Insurers are writing more professional liability coverage for designers, with rates holding steady in the buyer’s market, says a new survey by insurance broker and risk consultant Ames & Gough.

“It’s still a buyer’s market … and clients are paying about what they paid eight years ago,” says Dan Knise, Ames & Gough chief executive. The annual survey presents responses from 17 senior underwriting executives. Along with rising workloads, insurers say they are writing more insurance coverage for hacking and technology-related risk.

With claims low, downward pressure has lowered rates for almost one out of five insurers that were surveyed. The rest say rates are holding steady or slightly higher. For most insurers, the largest single professional liability loss paid in 2017 was more than $1 million. However, four firms paid more than $5 million for a single professional liability loss. According to the survey, larger claim payments have spurred the purchase of higher limits, with design firm clients regularly requiring limits of $5 million or $10 million.

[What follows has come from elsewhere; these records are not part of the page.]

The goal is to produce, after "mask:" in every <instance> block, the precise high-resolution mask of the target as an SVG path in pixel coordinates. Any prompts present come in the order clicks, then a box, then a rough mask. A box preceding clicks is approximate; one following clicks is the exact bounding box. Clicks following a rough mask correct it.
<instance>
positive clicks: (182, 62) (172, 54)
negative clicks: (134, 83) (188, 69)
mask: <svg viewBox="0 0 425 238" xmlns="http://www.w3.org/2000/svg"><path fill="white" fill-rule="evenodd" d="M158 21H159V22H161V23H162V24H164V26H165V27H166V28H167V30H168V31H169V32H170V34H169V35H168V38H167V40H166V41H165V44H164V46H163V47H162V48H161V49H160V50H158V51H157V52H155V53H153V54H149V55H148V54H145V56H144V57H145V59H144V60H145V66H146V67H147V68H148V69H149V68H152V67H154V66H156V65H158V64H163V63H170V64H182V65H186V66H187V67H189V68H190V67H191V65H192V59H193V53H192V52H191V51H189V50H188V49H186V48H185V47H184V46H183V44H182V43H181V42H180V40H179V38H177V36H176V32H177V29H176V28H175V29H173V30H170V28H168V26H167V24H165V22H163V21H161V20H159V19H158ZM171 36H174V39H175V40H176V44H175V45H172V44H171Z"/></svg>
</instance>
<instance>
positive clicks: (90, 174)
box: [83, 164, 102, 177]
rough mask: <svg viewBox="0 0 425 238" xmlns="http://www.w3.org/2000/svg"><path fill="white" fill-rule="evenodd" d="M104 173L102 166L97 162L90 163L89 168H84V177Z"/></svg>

Knise says architects and engineers are working on bigger and more complicated projects, with rising revenue typically at the forefront of new technology, which nudges coverage upward. According to the survey, 76% are exploring new or expanded coverage for cyber-liability and 53% for drone use.

“There are concerns on the changing trends in the industry,” Knise says, citing hacks, crashed systems and damaged, lost or incorrect building information modeling. But, he says, cyber-liability extends to constructibility with the rise of BIM. “From a constructibility perspective, it has made projects more complex,” with more curved and unusually shaped structures, Knise says.

While insurers are cautious about technology and the buildings they can create, Knise says, BIM ultimately will convince insurers the flip-side risk is low. “Having real-time access to plans, being able to look at issues in real time is a real plus,” he says.